Dans les hauteurs verdoyantes de la région de la Kara, au nord du Togo, s’étend un territoire singulier : le Koutammakou. Inscrit au patrimoine mondial de l’UNESCO, ce paysage culturel abrite un peuple à l’identité forte, les Batammariba, dont l’histoire et les traditions se transmettent par la main, la parole… et la terre.
Une terre sculptée, une mémoire bâtie
Dans ces villages enclavés de la préfecture de la Kéran, l’architecture n’est pas qu’un art : elle est un acte de survie, de résistance, de vision. Chaque concession, appelée takyenta, est une forteresse de terre battue. Conçues pour faire face aux périls d’une époque lointaine — fauves, envahisseurs, intempéries — ces constructions traduisent une intelligence ancestrale du territoire et de ses contraintes.

Ici, chaque élément de l’habitat parle : la tour qui veille, les escaliers intérieurs sculptés dans la terre, les greniers élevés au-dessus du sol. Ces formes, élaborées de génération en génération, permettent à la communauté de se protéger, de se nourrir, de se souvenir.
D’un exil ancien à un enracinement fécond
La mémoire orale rapporte que les ancêtres des Batammariba vinrent du nord, traversant des terres hostiles, poussés par la quête d’un lieu libre. Ils ont franchi des frontières, survécu à l’exode, pour enfin ancrer leurs pas sur une terre dense et boisée, encore vierge, où chaque pierre devint abri et chaque clairière, espoir.
Ce peuplement ancien s’est accompagné d’une transformation profonde du paysage : les forêts furent apprivoisées, les flancs de collines aménagés, et les premières cultures semées.
Fonio, riz, sorgho : la trilogie fondatrice
Si l’héritage culturel des Batammariba est remarquable, leur agriculture l’est tout autant. Trois céréales, essentielles, guident depuis des siècles leurs saisons : le fonio, le riz et le sorgho. Issues, selon la tradition, d’une découverte fortuite lors d’une partie de chasse, ces graines ont façonné le régime alimentaire, les cycles de culture, les rites et les célébrations du peuple.
Chaque grenier traditionnel est aménagé avec une précision millénaire : trois compartiments, trois volumes pour ces trois cultures majeures. Ces silos ne sont pas de simples lieux de stockage, ce sont des sanctuaires nourriciers.

Même l’introduction de nouvelles cultures comme le maïs n’a pas ébranlé cette symbolique agricole. Le fonio, en particulier, reste une denrée précieuse pour sa résilience aux sécheresses et ses vertus diététiques.

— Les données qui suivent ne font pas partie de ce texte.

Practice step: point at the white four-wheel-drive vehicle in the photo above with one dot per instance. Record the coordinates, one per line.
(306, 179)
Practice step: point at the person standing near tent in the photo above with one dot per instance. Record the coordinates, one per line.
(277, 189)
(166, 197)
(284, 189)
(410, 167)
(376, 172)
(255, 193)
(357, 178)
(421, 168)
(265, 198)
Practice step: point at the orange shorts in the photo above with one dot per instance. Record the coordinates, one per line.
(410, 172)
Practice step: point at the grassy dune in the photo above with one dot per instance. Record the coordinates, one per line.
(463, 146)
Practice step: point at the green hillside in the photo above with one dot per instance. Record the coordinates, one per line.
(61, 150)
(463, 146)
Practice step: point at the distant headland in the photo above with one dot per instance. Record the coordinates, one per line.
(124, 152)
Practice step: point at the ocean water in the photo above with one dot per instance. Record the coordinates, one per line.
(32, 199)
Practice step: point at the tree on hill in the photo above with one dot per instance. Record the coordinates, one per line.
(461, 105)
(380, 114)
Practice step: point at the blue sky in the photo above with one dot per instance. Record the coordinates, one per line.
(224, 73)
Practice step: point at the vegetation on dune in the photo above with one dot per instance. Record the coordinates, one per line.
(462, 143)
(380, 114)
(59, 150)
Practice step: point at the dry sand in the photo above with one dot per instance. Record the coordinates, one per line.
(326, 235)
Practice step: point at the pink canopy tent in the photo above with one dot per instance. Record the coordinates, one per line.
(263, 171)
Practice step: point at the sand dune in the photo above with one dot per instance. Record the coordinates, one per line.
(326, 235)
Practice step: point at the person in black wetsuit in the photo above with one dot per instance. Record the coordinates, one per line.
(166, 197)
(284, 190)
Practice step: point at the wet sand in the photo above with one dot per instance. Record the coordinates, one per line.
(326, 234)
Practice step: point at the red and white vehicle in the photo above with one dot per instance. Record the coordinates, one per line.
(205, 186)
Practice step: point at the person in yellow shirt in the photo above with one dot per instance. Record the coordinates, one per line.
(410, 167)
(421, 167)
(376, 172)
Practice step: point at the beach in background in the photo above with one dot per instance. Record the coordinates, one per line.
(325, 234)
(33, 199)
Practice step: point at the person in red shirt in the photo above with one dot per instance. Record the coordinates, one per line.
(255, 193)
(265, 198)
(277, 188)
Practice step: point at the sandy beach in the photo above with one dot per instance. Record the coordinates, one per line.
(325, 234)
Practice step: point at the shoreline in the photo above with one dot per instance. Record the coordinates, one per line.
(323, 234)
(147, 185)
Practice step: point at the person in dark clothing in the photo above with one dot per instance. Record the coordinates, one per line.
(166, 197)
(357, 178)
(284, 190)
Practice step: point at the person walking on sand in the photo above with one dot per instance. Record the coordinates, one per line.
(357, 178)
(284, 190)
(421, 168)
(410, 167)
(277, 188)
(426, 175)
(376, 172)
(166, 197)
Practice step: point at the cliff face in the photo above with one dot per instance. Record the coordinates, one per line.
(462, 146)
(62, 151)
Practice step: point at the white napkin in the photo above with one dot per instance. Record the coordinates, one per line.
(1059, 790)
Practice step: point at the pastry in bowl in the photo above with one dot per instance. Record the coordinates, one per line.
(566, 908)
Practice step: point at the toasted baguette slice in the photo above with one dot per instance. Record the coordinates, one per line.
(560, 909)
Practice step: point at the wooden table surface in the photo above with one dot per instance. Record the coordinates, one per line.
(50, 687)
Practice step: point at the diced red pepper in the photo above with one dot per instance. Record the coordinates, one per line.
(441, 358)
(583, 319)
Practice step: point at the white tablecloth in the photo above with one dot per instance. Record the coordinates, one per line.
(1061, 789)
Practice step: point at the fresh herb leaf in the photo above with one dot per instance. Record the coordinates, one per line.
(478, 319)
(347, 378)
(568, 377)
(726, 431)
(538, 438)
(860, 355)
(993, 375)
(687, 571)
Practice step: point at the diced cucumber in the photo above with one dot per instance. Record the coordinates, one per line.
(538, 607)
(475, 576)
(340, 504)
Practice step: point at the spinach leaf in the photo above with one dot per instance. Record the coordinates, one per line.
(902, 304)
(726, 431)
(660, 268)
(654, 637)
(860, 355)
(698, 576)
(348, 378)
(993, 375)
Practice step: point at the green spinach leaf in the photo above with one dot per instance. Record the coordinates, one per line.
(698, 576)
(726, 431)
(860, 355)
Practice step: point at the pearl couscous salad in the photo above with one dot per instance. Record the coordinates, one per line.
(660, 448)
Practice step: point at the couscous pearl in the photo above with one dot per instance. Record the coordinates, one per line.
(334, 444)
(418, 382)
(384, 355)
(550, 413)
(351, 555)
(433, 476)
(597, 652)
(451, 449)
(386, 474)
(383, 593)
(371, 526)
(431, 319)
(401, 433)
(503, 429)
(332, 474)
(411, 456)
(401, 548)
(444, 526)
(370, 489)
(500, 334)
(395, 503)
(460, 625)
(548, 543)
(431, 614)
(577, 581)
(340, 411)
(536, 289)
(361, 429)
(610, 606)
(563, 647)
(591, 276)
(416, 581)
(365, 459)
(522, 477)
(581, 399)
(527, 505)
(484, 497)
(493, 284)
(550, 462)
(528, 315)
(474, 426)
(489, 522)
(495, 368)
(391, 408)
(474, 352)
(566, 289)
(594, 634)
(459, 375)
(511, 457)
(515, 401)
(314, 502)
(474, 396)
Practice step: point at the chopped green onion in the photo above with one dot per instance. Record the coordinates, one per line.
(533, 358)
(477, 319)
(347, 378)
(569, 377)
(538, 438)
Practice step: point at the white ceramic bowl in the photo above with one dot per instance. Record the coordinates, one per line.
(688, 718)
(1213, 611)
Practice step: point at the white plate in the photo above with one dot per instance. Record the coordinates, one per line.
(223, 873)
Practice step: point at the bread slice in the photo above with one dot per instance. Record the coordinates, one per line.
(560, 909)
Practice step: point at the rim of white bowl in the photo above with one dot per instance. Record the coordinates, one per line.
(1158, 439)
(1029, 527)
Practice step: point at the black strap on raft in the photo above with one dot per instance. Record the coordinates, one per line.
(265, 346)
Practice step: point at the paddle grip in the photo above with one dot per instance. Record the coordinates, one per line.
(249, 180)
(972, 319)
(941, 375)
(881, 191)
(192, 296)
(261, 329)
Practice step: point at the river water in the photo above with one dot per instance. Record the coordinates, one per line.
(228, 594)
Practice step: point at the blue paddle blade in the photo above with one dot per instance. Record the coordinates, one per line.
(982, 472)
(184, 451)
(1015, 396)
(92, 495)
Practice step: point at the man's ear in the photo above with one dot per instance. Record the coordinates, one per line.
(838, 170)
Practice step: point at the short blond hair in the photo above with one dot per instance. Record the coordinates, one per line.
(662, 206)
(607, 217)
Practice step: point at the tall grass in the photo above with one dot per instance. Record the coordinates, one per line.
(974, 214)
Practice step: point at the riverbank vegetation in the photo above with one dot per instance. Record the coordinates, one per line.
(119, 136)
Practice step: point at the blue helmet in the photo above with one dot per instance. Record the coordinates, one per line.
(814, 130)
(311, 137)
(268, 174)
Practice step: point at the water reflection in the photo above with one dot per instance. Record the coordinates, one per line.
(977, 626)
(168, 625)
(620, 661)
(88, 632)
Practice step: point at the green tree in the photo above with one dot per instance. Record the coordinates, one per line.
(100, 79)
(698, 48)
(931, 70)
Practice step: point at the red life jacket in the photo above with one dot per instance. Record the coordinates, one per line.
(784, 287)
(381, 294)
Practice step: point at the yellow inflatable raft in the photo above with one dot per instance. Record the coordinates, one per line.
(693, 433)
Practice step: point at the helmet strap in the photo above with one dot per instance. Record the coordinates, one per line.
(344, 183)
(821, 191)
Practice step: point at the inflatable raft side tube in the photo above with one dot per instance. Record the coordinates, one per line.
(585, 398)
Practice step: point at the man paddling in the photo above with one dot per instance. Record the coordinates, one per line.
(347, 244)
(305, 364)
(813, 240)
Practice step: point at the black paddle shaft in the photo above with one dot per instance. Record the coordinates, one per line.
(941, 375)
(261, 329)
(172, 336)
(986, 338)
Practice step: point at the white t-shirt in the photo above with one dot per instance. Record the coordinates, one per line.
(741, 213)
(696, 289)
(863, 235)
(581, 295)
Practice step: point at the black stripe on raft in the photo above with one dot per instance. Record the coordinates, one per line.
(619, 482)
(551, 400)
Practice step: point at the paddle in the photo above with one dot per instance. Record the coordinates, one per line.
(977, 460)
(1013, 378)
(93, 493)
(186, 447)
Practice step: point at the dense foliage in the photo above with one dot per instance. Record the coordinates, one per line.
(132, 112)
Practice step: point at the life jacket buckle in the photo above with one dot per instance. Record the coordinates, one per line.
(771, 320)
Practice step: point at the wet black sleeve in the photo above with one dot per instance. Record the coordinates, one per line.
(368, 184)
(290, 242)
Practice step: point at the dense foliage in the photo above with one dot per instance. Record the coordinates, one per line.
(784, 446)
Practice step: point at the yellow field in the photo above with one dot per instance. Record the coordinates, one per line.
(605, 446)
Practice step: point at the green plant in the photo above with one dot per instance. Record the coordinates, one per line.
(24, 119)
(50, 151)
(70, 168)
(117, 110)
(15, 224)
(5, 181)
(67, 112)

Racines et rythmes : le chant du quotidien
Ici, l’agriculture est indissociable du spirituel. Travailler la terre, c’est honorer les ancêtres. Semer, c’est prolonger un serment silencieux fait à ceux qui ont bâti, résisté, transmis. Les danses rituelles, les chants polyphoniques, les fêtes saisonnières accompagnent chaque étape du cycle agricole. Elles racontent la pluie, la moisson, la gratitude.
Le Koutammakou n’est pas une relique figée. C’est un vivant musée de savoirs, où l’innovation se conjugue à l’ancien sans le dénaturer. Là, au cœur de la Kara, une communauté continue d’enseigner au monde ce que signifie bâtir une identité à même la glaise, la pierre et la semence.